There are lots of different ways in which people can be affected too. We are seeing a lot of phishing attacks. These are very common and involve everyday people sending email links and clicking on them.
We are also seeing many remote desktop protocol (RDP) attacks. RDP essentially allows users to connect to other computers over a network connection. Attacks of this nature are very popular.
When companies or individuals have weak passwords and credentials, this can also make them vulnerable to an attack. Likewise, even those with strong passwords can become targets if those passwords have been broken in another location.
So, there are many ways in which Sodinokibi could have gotten into this particular system, or others, and these highlight just a few of them.
Immunisation from ransomware
The fact of the matter is these attacks do happen. It is the cost of doing business online. But, it is still possible to protect yourself the best way you can.
Ransomware attacks encrypt files on the system they are targeting, either all files or vital files.
Whether it is a big company, or just one individual who finds themselves a victim of a ransomware attack, it is an unpleasant fact but a fact all the same – there are files we need, files we value and files we want. If something happens to those files, we are going to try and get them back. In many cases, we might even pay to do so.
How can we fight back against cyber attacks?

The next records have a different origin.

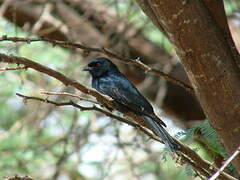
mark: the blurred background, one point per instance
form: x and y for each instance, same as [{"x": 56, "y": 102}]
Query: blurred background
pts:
[{"x": 63, "y": 143}]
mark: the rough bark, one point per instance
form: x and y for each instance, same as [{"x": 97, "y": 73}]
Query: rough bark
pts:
[
  {"x": 208, "y": 60},
  {"x": 93, "y": 23}
]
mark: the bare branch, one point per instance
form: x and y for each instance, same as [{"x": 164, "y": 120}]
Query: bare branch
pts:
[
  {"x": 10, "y": 69},
  {"x": 69, "y": 94},
  {"x": 106, "y": 101},
  {"x": 135, "y": 62},
  {"x": 235, "y": 154}
]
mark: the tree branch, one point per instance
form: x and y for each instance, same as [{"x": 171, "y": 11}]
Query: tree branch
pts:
[
  {"x": 105, "y": 100},
  {"x": 235, "y": 154},
  {"x": 135, "y": 62}
]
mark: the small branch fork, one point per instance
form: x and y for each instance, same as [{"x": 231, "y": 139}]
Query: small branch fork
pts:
[
  {"x": 135, "y": 62},
  {"x": 188, "y": 155}
]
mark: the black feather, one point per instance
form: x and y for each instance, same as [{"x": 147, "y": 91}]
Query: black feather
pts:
[{"x": 107, "y": 79}]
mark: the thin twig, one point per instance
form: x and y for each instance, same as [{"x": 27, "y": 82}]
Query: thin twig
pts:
[
  {"x": 228, "y": 161},
  {"x": 102, "y": 50},
  {"x": 106, "y": 101},
  {"x": 10, "y": 69},
  {"x": 72, "y": 95}
]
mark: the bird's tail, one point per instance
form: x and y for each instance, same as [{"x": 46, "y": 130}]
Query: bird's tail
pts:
[{"x": 162, "y": 133}]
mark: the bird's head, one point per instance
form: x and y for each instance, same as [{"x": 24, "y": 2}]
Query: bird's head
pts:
[{"x": 99, "y": 66}]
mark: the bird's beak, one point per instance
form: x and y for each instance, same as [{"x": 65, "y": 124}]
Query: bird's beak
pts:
[{"x": 87, "y": 68}]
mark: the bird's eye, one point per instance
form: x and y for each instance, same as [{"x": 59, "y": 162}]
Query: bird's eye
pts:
[{"x": 98, "y": 64}]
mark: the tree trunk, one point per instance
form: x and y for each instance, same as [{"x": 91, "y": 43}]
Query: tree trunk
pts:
[{"x": 207, "y": 56}]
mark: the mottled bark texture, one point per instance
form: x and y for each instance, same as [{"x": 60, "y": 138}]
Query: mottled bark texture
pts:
[{"x": 209, "y": 58}]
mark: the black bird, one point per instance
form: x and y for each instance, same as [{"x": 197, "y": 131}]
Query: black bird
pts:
[{"x": 107, "y": 79}]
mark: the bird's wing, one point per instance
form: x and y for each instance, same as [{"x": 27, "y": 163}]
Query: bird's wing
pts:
[{"x": 123, "y": 91}]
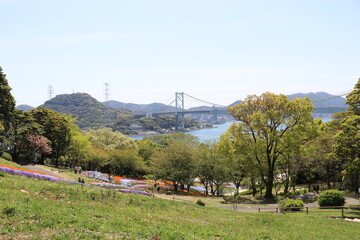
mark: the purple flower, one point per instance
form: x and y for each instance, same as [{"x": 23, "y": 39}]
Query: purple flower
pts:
[
  {"x": 134, "y": 191},
  {"x": 29, "y": 174}
]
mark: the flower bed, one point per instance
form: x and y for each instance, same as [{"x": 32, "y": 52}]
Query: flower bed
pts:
[
  {"x": 134, "y": 191},
  {"x": 29, "y": 173}
]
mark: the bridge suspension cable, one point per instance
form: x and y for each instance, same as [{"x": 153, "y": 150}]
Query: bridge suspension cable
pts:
[
  {"x": 336, "y": 96},
  {"x": 203, "y": 101}
]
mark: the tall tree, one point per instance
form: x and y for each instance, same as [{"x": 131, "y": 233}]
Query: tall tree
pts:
[
  {"x": 174, "y": 163},
  {"x": 7, "y": 106},
  {"x": 347, "y": 148},
  {"x": 267, "y": 122},
  {"x": 212, "y": 167},
  {"x": 107, "y": 139},
  {"x": 55, "y": 128},
  {"x": 22, "y": 125}
]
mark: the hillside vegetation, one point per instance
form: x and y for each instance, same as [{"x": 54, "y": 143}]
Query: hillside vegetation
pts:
[{"x": 36, "y": 209}]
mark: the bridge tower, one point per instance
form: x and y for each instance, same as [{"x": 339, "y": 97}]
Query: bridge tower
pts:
[{"x": 179, "y": 110}]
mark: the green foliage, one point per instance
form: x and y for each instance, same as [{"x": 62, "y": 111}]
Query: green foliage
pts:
[
  {"x": 56, "y": 129},
  {"x": 290, "y": 205},
  {"x": 200, "y": 203},
  {"x": 7, "y": 104},
  {"x": 166, "y": 139},
  {"x": 89, "y": 112},
  {"x": 6, "y": 156},
  {"x": 331, "y": 198},
  {"x": 212, "y": 167},
  {"x": 353, "y": 99},
  {"x": 174, "y": 163},
  {"x": 107, "y": 139},
  {"x": 347, "y": 149},
  {"x": 9, "y": 211}
]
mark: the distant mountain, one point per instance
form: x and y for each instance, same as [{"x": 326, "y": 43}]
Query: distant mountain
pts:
[
  {"x": 24, "y": 107},
  {"x": 89, "y": 112},
  {"x": 319, "y": 99},
  {"x": 235, "y": 103},
  {"x": 205, "y": 108},
  {"x": 322, "y": 99},
  {"x": 140, "y": 108}
]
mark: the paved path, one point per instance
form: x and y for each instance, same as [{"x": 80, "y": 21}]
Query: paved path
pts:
[{"x": 40, "y": 169}]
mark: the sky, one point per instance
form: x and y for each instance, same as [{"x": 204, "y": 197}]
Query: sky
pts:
[{"x": 218, "y": 51}]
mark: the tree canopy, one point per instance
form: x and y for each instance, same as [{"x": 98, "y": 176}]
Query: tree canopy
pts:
[{"x": 270, "y": 124}]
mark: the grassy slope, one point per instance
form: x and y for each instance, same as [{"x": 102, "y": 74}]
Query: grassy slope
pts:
[{"x": 36, "y": 209}]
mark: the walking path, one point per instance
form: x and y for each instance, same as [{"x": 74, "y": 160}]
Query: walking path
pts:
[{"x": 271, "y": 207}]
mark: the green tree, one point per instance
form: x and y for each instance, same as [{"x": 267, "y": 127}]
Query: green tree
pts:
[
  {"x": 124, "y": 163},
  {"x": 55, "y": 128},
  {"x": 7, "y": 106},
  {"x": 320, "y": 152},
  {"x": 166, "y": 139},
  {"x": 79, "y": 144},
  {"x": 267, "y": 122},
  {"x": 107, "y": 139},
  {"x": 146, "y": 149},
  {"x": 347, "y": 148},
  {"x": 22, "y": 125},
  {"x": 174, "y": 163}
]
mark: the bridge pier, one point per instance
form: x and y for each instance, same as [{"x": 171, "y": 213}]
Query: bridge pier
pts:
[{"x": 179, "y": 111}]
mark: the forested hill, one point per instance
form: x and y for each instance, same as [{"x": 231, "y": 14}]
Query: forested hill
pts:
[
  {"x": 24, "y": 107},
  {"x": 140, "y": 108},
  {"x": 89, "y": 112},
  {"x": 322, "y": 99}
]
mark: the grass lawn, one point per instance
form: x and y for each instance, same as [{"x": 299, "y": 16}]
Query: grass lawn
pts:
[{"x": 37, "y": 209}]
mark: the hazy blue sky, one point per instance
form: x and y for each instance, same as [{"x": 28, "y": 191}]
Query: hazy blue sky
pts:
[{"x": 220, "y": 51}]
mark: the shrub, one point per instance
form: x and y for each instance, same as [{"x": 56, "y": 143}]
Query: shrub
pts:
[
  {"x": 199, "y": 202},
  {"x": 290, "y": 205},
  {"x": 331, "y": 198},
  {"x": 9, "y": 211},
  {"x": 6, "y": 156}
]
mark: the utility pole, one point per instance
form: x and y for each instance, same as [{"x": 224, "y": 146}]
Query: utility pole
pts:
[
  {"x": 107, "y": 91},
  {"x": 50, "y": 91},
  {"x": 107, "y": 117}
]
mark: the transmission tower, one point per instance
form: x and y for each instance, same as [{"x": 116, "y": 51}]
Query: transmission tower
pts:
[
  {"x": 50, "y": 91},
  {"x": 107, "y": 91},
  {"x": 179, "y": 109}
]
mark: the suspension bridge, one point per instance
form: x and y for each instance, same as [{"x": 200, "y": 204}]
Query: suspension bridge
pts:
[{"x": 177, "y": 108}]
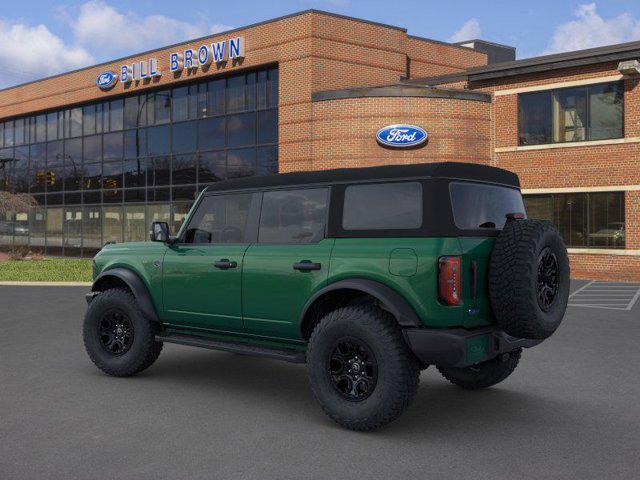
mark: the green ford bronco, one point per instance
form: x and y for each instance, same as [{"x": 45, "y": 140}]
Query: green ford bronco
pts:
[{"x": 368, "y": 275}]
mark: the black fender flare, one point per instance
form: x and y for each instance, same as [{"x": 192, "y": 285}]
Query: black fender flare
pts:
[
  {"x": 392, "y": 300},
  {"x": 136, "y": 285}
]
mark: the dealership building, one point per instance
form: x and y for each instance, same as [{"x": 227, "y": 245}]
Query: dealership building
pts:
[{"x": 106, "y": 150}]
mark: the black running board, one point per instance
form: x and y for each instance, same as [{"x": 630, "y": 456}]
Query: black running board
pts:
[{"x": 234, "y": 347}]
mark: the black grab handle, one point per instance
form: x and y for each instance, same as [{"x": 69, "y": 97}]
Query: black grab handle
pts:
[
  {"x": 306, "y": 266},
  {"x": 224, "y": 264}
]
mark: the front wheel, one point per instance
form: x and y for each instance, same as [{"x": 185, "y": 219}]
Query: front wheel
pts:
[
  {"x": 360, "y": 369},
  {"x": 484, "y": 374},
  {"x": 117, "y": 336}
]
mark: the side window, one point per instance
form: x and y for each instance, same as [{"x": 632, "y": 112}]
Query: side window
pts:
[
  {"x": 383, "y": 206},
  {"x": 220, "y": 219},
  {"x": 293, "y": 216}
]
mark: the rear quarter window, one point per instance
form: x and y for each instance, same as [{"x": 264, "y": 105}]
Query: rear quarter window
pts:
[
  {"x": 477, "y": 206},
  {"x": 383, "y": 206}
]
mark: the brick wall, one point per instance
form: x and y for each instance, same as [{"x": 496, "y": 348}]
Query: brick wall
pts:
[
  {"x": 576, "y": 167},
  {"x": 344, "y": 131}
]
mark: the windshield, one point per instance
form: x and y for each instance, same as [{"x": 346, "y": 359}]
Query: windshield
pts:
[{"x": 478, "y": 206}]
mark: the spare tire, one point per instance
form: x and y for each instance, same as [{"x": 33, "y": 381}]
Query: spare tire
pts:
[{"x": 529, "y": 278}]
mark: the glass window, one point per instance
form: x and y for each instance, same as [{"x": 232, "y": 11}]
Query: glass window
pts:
[
  {"x": 587, "y": 220},
  {"x": 116, "y": 115},
  {"x": 134, "y": 223},
  {"x": 112, "y": 224},
  {"x": 92, "y": 149},
  {"x": 157, "y": 213},
  {"x": 220, "y": 219},
  {"x": 211, "y": 167},
  {"x": 41, "y": 128},
  {"x": 383, "y": 206},
  {"x": 75, "y": 122},
  {"x": 235, "y": 93},
  {"x": 211, "y": 133},
  {"x": 534, "y": 118},
  {"x": 130, "y": 115},
  {"x": 570, "y": 115},
  {"x": 267, "y": 160},
  {"x": 158, "y": 140},
  {"x": 241, "y": 163},
  {"x": 135, "y": 143},
  {"x": 241, "y": 129},
  {"x": 19, "y": 132},
  {"x": 112, "y": 146},
  {"x": 215, "y": 97},
  {"x": 54, "y": 229},
  {"x": 180, "y": 104},
  {"x": 592, "y": 112},
  {"x": 55, "y": 167},
  {"x": 135, "y": 172},
  {"x": 293, "y": 216},
  {"x": 268, "y": 126},
  {"x": 184, "y": 169},
  {"x": 72, "y": 230},
  {"x": 89, "y": 115},
  {"x": 92, "y": 228},
  {"x": 162, "y": 109},
  {"x": 477, "y": 206},
  {"x": 606, "y": 111},
  {"x": 184, "y": 137}
]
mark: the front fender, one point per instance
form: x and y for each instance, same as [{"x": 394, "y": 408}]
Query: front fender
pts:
[{"x": 135, "y": 284}]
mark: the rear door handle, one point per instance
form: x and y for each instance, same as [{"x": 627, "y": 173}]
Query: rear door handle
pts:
[
  {"x": 224, "y": 264},
  {"x": 306, "y": 265}
]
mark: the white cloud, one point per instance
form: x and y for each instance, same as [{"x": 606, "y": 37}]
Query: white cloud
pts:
[
  {"x": 469, "y": 31},
  {"x": 29, "y": 52},
  {"x": 589, "y": 29},
  {"x": 108, "y": 31}
]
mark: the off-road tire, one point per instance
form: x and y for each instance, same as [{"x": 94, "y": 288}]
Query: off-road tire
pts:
[
  {"x": 514, "y": 278},
  {"x": 144, "y": 349},
  {"x": 398, "y": 370},
  {"x": 484, "y": 374}
]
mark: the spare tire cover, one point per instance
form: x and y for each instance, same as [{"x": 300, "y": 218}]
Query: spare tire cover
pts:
[{"x": 529, "y": 278}]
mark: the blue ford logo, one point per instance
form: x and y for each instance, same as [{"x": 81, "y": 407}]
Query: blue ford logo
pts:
[
  {"x": 106, "y": 80},
  {"x": 401, "y": 136}
]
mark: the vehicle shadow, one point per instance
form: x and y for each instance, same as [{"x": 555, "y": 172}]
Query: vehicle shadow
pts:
[{"x": 438, "y": 409}]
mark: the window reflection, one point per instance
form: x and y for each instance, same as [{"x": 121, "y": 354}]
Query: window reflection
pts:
[{"x": 102, "y": 171}]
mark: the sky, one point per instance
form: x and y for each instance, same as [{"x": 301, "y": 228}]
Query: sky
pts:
[{"x": 39, "y": 38}]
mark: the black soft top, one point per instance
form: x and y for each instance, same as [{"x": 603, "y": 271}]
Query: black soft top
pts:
[{"x": 452, "y": 170}]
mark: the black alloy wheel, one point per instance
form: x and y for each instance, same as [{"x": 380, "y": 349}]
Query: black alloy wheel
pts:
[
  {"x": 547, "y": 279},
  {"x": 115, "y": 332},
  {"x": 353, "y": 369}
]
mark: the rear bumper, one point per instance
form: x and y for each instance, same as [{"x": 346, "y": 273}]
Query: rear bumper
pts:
[{"x": 457, "y": 347}]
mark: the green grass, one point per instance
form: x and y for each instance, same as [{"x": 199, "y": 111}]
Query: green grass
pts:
[{"x": 47, "y": 270}]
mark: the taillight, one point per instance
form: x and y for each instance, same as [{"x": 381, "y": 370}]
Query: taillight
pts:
[{"x": 449, "y": 280}]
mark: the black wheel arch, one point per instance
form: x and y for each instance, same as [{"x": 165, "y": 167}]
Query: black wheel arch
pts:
[
  {"x": 388, "y": 298},
  {"x": 133, "y": 281}
]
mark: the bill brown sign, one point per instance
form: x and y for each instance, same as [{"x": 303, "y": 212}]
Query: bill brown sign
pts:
[{"x": 189, "y": 59}]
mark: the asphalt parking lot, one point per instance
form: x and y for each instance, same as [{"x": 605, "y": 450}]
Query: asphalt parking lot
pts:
[{"x": 571, "y": 410}]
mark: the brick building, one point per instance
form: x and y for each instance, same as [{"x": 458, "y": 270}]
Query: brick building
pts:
[{"x": 107, "y": 149}]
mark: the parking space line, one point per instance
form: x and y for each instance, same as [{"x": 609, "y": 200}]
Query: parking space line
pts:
[{"x": 604, "y": 295}]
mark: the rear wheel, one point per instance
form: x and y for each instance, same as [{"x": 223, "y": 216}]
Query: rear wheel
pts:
[
  {"x": 360, "y": 369},
  {"x": 118, "y": 338},
  {"x": 483, "y": 375}
]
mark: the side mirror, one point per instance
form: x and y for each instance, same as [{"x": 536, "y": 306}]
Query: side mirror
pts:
[{"x": 160, "y": 232}]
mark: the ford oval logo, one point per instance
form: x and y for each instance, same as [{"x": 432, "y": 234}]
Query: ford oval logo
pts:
[
  {"x": 401, "y": 136},
  {"x": 106, "y": 80}
]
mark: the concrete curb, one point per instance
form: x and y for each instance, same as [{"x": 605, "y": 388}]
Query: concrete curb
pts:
[{"x": 46, "y": 284}]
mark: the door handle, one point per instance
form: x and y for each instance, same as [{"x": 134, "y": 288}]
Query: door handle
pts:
[
  {"x": 224, "y": 264},
  {"x": 306, "y": 265}
]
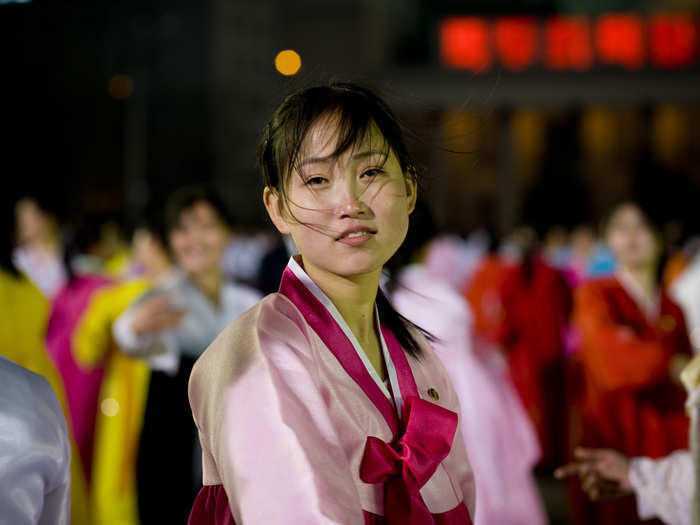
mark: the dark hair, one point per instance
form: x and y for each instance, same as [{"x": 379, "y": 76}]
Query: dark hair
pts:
[
  {"x": 358, "y": 110},
  {"x": 662, "y": 255},
  {"x": 184, "y": 199}
]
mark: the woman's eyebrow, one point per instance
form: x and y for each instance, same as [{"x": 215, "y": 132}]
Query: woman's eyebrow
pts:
[
  {"x": 368, "y": 153},
  {"x": 356, "y": 156}
]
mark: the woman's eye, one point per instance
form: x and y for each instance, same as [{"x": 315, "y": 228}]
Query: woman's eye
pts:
[
  {"x": 372, "y": 172},
  {"x": 314, "y": 181}
]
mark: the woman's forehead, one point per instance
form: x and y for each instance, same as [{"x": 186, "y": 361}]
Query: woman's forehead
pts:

Ensuring files are backed up is one way.
That said, hindsight is 20/20 is it not? It is easy to say ‘just back everything up’, and then you will still have all of those important files. But, for a company as large as Travelex, backing up files is not always going to be that easy.
It is very, very difficult for a large organisation to be able to say everything in our system can be locked away and we are instantly going to be able to set it back up, at little cost and little delay, in the event of a cyber attack.
So, even if Travelex did have a backup – it would not have solved all of their problems! That is not how businesses can run.
Where there are backups, there is always going to be a cost to restore from them – whether it is in time or money, or both. And there is always the possibility that there is going to be some lost data.
There are also steps to be taken to try to prevent the malware getting in to begin with. A lot of the advice given around this is the usual, but there is still work to be done to raise further awareness of these methods and ensure everyone is undertaking them the best they can.
Everyone knows passwords need to be secure. If you take shortcuts, then you are more likely to be attacked, it is that simple. Another one to be aware of is that systems need to be updated – if you have an update, always do it.
Looking forward at more drastic changes that need making – moving away from passwords altogether is something we should be looking at doing.
The fact is, as diligent as you can be with passwords; they are fundamentally a weak way of authentication.
Cryptographic mechanisms, which support confidentiality by encrypting communications, are great frontline protection.
When protecting remote access to their systems, an organisation does not want the first challenge to be ‘can you correctly guess the password?’ as there are too many ways that can go wrong.
With the cryptographic protections of a virtual private network (VPN), the first challenge for anyone trying to get in, whether user of malicious attacker, is ‘do you have the required private key?’.
This is a much stronger approach and can be used in a variety of different circumstances.
With all of this in mind, it is also worth making the point that no two companies are the same. So, it is worth each individual organisation looking at their own unique cyber needs. What are the particular threats to them? What do they need to protect against?
This closely mimics the work I do with the Manchester Cyber Foundry.